These new engines doubled propeller speed but to the consternation of the Navy the torpedo boat “Daring” that was first equipped with the new engines fractured its propellers. Lord Raleigh1 led the research that revealed the rapid propeller revolutions were hydrodynamically creating bubbles that imploded under water generating massive shock waves that destroyed the ship’s propellers. Research has since led us to the current situation when imploding shock waves are generated hydrodynamically, by whistles and by ultrasonic transducers that convert electrical to ultrasonic energy.
KS Suslick2 has published a review of the basics of ultrasound and its applications. In the introduction to his text he states the use of ultrasound in industry and clinical medicine is common place but “there had been almost a complete lack of review material on the underlying principles from which such effects originate.”

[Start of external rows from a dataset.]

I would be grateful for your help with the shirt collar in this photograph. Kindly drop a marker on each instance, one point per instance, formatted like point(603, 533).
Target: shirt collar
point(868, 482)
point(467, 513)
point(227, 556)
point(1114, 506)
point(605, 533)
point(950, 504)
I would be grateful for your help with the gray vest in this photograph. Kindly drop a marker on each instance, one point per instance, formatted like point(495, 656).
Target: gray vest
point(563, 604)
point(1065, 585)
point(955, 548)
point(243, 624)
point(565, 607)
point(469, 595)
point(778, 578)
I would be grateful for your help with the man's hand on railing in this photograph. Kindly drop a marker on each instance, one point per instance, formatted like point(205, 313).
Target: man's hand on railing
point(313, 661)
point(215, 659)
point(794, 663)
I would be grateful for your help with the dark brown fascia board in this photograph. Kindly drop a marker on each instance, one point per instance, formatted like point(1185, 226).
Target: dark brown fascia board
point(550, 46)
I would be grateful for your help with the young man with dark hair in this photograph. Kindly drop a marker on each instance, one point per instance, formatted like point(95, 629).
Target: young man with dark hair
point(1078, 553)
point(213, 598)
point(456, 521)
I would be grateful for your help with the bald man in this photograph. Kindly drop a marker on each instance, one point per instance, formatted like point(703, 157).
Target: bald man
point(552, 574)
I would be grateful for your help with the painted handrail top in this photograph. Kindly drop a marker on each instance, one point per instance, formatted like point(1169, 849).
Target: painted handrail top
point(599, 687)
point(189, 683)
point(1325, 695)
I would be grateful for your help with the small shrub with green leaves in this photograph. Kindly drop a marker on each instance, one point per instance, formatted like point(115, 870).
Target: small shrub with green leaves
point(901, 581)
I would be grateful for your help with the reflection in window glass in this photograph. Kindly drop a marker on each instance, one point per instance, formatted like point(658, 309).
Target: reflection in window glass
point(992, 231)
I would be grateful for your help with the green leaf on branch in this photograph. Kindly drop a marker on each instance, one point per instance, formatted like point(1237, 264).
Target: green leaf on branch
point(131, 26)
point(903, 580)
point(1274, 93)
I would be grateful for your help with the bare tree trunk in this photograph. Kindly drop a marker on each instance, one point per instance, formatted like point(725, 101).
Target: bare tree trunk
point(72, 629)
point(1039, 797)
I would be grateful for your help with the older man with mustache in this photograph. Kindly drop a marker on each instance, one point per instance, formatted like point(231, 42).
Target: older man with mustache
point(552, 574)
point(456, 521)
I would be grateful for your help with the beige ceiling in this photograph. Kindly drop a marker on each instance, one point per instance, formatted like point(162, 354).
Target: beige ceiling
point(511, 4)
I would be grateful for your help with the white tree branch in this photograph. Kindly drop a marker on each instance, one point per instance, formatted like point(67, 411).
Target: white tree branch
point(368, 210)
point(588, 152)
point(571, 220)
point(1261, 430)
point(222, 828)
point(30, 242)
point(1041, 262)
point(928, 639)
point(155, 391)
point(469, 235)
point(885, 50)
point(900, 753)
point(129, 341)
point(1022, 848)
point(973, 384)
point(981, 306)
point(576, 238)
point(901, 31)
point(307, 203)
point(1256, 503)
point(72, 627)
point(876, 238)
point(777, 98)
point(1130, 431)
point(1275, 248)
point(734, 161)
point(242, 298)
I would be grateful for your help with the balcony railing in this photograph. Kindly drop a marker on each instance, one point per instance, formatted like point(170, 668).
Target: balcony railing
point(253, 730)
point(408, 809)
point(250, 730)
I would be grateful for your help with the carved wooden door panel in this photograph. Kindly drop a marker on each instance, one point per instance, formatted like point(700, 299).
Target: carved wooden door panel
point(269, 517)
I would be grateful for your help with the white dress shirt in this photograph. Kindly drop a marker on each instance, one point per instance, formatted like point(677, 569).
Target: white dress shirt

Reviewing Suslick’s 1988 multiauthor book and his article in Scientific American3 and going through the physics literature leads one to the conclusion that our phaco needles are not oscillating chisels.4
Basics of Phaco Transducers
A transducer is a device that converts one energy form to another (Fig. 4.2). Handheld phaco transducers are converting electrical energy to ultrasonic (beyond 16,000 cycles/sec) acoustic waves. In the past, vibrating metal wafers were used in magnetostrictive devices notorious for generating and releasing heat that caused corneal thermal injury. Modern designs use piezo (Greek—to press) ceramic crystals to make the conversion. The piezo designs initially incorporated two crystals that were less durable than the magnetostrictive designs but were more efficient and generated less heat. In recent times, the transducers are manufactured with four crystals that makes them even more efficient (Figs 4.3 and 4.4).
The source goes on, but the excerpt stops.